Appropriately enough, Field’s script possesses its own musicality: He creates rapturous curlicues of heady dialogue that on its surface explores the nuances of post-#MeToo standards of workplace behavior and what has come to be known as cancel culture. Those thematic elements give “Tár” its frissons of resonance and ambiguity, with Lydia making a persuasive case for separating art from the artist. At Juilliard, she admits that as a “U-Haul lesbian,” she has little use for “ol’ Ludwig.” (The fundamental question, she insists, is, “Can music by old white men exalt us?”) When she’s finally confronted with her own infractions, what were abstract arguments become increasingly germane, and it becomes clear that what we think we’re watching — an illustrious career brought low by bad behavior, the twist being that the malefactor is a woman — is something else entirely.

That something is more interior, more chaotic and in many ways more disturbing, and it’s exquisitely limned by Field, who doles out information with tensely judicious restraint. No sooner are we ensconced in the soothing world that Lydia edgily inhabits than we discover that all those nervous twitches and superstitions aren’t the mannerisms of an egocentric artist. They’re talismans, deployed to fend off disorder and a creeping dread that, when it arrives, overmatches even Lydia’s lacerating ego and icy self-control.

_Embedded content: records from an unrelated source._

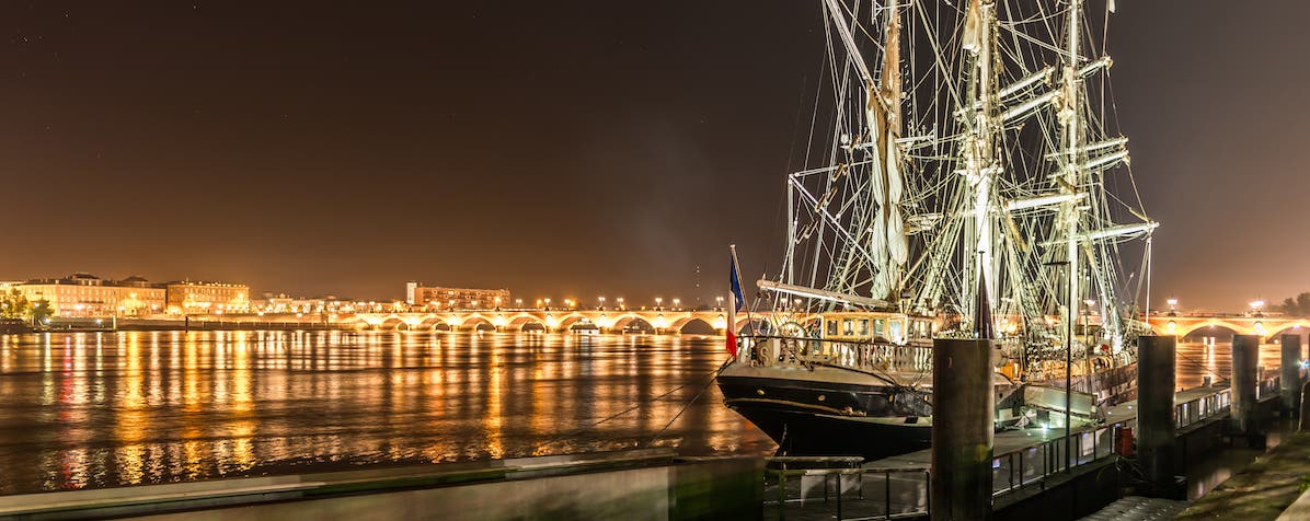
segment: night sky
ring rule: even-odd
[[[817,1],[342,4],[0,4],[0,279],[690,302],[730,242],[777,271]],[[1155,305],[1310,291],[1310,3],[1117,4]]]

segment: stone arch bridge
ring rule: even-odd
[[[772,317],[755,314],[738,315],[736,329],[740,330],[755,318],[770,321]],[[419,312],[419,313],[352,313],[339,314],[330,319],[341,326],[355,326],[376,330],[495,330],[523,331],[540,329],[545,331],[570,331],[575,329],[596,329],[601,332],[622,332],[629,326],[642,326],[655,332],[681,332],[693,323],[701,323],[722,334],[727,327],[727,313],[722,310],[576,310],[576,309],[489,309],[468,312]]]
[[[1193,332],[1227,330],[1238,335],[1259,335],[1264,340],[1282,334],[1303,335],[1310,330],[1310,319],[1267,315],[1207,314],[1207,315],[1151,315],[1151,329],[1161,335],[1179,338]]]

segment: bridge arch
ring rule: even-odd
[[[435,314],[421,317],[419,323],[417,326],[414,326],[414,329],[419,330],[419,331],[436,331],[436,330],[451,331],[452,330],[451,323],[447,322],[445,318],[438,317]]]
[[[668,329],[671,329],[673,331],[677,331],[677,332],[683,332],[683,330],[686,329],[688,326],[700,325],[701,330],[709,330],[710,332],[714,332],[714,331],[722,330],[726,326],[726,323],[722,323],[723,322],[723,317],[719,317],[719,322],[720,323],[718,326],[715,326],[714,323],[710,323],[710,321],[706,321],[702,317],[686,315],[686,317],[683,317],[683,318],[679,318],[679,319],[673,321],[673,323],[671,323],[668,326]]]
[[[409,322],[405,322],[403,318],[401,318],[400,315],[394,315],[394,314],[389,315],[386,318],[383,318],[383,321],[377,325],[377,327],[383,329],[383,330],[390,330],[390,331],[409,331],[410,330]]]
[[[520,314],[516,314],[516,315],[507,317],[506,318],[506,323],[504,323],[504,329],[506,329],[506,331],[524,331],[525,327],[528,327],[529,325],[534,326],[534,327],[531,327],[532,330],[537,330],[537,329],[545,330],[545,329],[548,329],[546,327],[546,321],[544,321],[544,319],[541,319],[541,318],[538,318],[536,315],[528,314],[528,313],[520,313]]]
[[[627,326],[631,326],[634,323],[642,325],[643,326],[643,327],[641,327],[642,330],[647,330],[647,331],[654,331],[655,330],[655,325],[651,323],[651,321],[647,321],[646,317],[642,317],[642,315],[634,314],[634,313],[627,313],[627,314],[622,314],[622,315],[616,317],[614,321],[610,322],[609,329],[613,330],[613,331],[622,332],[624,329],[626,329]]]
[[[1172,323],[1172,326],[1170,326],[1170,323]],[[1187,338],[1188,335],[1191,335],[1193,332],[1208,331],[1208,330],[1214,330],[1216,332],[1217,332],[1217,330],[1226,330],[1226,331],[1229,331],[1229,332],[1231,332],[1234,335],[1250,335],[1250,334],[1255,334],[1254,327],[1247,327],[1247,326],[1243,326],[1243,325],[1239,325],[1239,323],[1233,323],[1233,322],[1229,322],[1229,321],[1218,321],[1218,319],[1216,319],[1216,321],[1204,321],[1204,322],[1192,322],[1192,323],[1187,323],[1187,322],[1182,322],[1182,321],[1176,321],[1176,322],[1175,321],[1167,321],[1163,325],[1157,326],[1157,330],[1159,330],[1158,332],[1163,332],[1166,335],[1176,335],[1178,338]]]
[[[1280,339],[1282,335],[1305,335],[1306,326],[1307,326],[1306,322],[1273,323],[1271,325],[1271,327],[1267,327],[1265,332],[1263,334],[1268,335],[1269,342],[1275,342]]]
[[[495,322],[482,314],[474,314],[464,317],[464,321],[460,322],[460,329],[468,331],[495,331]]]

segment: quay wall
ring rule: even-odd
[[[758,520],[762,479],[758,457],[639,450],[8,496],[0,518]]]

This makes “Tár” sound grim, which it isn’t. Field has made a film about exploitation and self-loathing and compulsion, but with an extravagant eye for beauty and surface polish that makes it deeply pleasurable to watch. It would be enjoyable enough simply to behold Blanchett have her way with a role that she slips on with the grace and familiarity of one of Lydia’s bespoke suits. But Field has surrounded her with supporting performances that are just as alert, especially Nina Hoss’s turn as Sharon, Lydia’s patient but reflexively wary partner. Together with cinematographer Florian Hoffmeister, Field films “Tár” in reassuring neutrals, his palette favoring soft grays and understated beiges. Much of the film plays out in silence — the musical score is composed by Hildur Gudnadóttir, who’s also name-checked by Lydia — a choice that emphasizes Lydia’s own hypersensitivity to the ambient sounds that constantly threaten to engulf her.

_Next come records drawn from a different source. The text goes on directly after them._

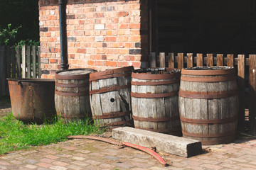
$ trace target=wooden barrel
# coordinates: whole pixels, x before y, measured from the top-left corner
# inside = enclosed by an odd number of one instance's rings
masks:
[[[95,125],[111,128],[132,125],[132,66],[90,75],[90,99]]]
[[[65,121],[92,117],[89,75],[92,69],[73,69],[55,74],[55,104],[57,115]]]
[[[132,108],[135,128],[180,136],[178,88],[181,71],[152,68],[132,74]]]
[[[233,140],[238,114],[235,69],[183,69],[179,111],[183,137],[200,140],[203,144]]]

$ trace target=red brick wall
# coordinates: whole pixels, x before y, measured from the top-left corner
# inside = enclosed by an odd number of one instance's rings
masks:
[[[146,1],[68,0],[69,68],[145,67]],[[39,13],[42,78],[54,78],[60,69],[58,0],[39,0]]]

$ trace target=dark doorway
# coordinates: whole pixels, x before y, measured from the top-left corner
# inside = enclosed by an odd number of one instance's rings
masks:
[[[149,0],[150,51],[256,53],[256,0]]]

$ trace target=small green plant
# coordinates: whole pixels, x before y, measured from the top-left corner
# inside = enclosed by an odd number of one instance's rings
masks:
[[[0,154],[26,149],[31,146],[46,145],[67,140],[68,135],[100,134],[103,130],[90,123],[90,120],[65,123],[58,120],[43,125],[24,124],[12,114],[0,119]]]
[[[8,24],[6,28],[0,28],[0,45],[14,45],[20,28],[21,26],[12,29],[11,23]]]

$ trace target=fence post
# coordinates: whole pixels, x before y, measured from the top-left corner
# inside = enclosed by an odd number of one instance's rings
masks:
[[[165,52],[160,52],[159,61],[160,67],[165,67]]]
[[[256,55],[249,56],[249,132],[256,135]]]
[[[238,129],[245,130],[245,55],[239,55],[238,57],[238,89],[239,97],[239,111]]]
[[[5,61],[5,47],[0,46],[0,96],[6,95],[6,61]]]
[[[26,46],[22,46],[22,78],[26,78]]]

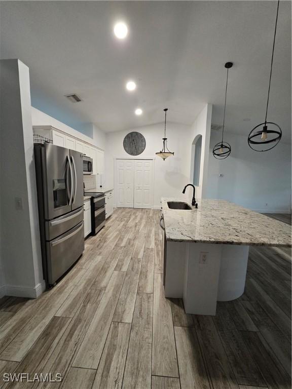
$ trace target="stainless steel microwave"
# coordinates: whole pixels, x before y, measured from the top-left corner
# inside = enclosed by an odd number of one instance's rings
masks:
[[[89,157],[83,155],[83,174],[92,174],[93,161]]]

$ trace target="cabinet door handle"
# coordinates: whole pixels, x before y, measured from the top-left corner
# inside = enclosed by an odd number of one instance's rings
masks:
[[[162,222],[163,222],[163,225],[162,225]],[[159,225],[160,225],[160,227],[162,228],[162,229],[165,231],[165,226],[164,225],[164,219],[163,219],[163,216],[162,216],[160,217],[160,219],[159,220]]]

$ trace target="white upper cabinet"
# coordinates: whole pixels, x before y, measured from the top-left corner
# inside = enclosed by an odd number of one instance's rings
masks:
[[[93,174],[103,174],[104,163],[103,151],[98,150],[89,143],[83,142],[76,136],[70,136],[50,126],[33,126],[33,134],[52,139],[53,144],[71,150],[76,150],[87,157],[92,158]]]
[[[53,144],[56,146],[61,146],[62,147],[66,147],[65,135],[58,131],[53,131]]]
[[[66,135],[65,143],[67,148],[70,148],[71,150],[76,149],[76,140],[74,138],[71,138],[70,136]]]
[[[77,151],[82,152],[83,154],[84,144],[83,142],[81,140],[78,140],[76,139],[76,143],[75,144],[75,149]]]

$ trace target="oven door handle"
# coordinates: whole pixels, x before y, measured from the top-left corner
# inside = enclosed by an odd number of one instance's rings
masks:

Then there’s the humor, which is so sly that it seems to operate on a frequency all its own. That Nan Talese line, for example, is both tonally perfect and hilarious, as are tossed-off asides about Clara Zetkin, NPR and the fact that Lydia’s dazzled young interviewer went to Smith. Late in the film, when a neighbor stops by Lydia’s studio to complain about the noise she’s making, she initially misunderstands, flashing a camera-ready smile and enthusing with fake modesty, “I’m glad you enjoyed it.”

By far “Tár’s” best joke is saved for last, when Field speeds up the metronome and sends Lydia on a dizzying spiral that takes her far from Berlin, in a place where personal, professional and aesthetic reckoning land like a dissonant chord. The moral of the story seems simple enough: Keep it in your pants, boys and girls, lest you wind up in what could easily pass for sheer hell.

R. At area theaters. Contains some strong language and brief nudity. 153 minutes.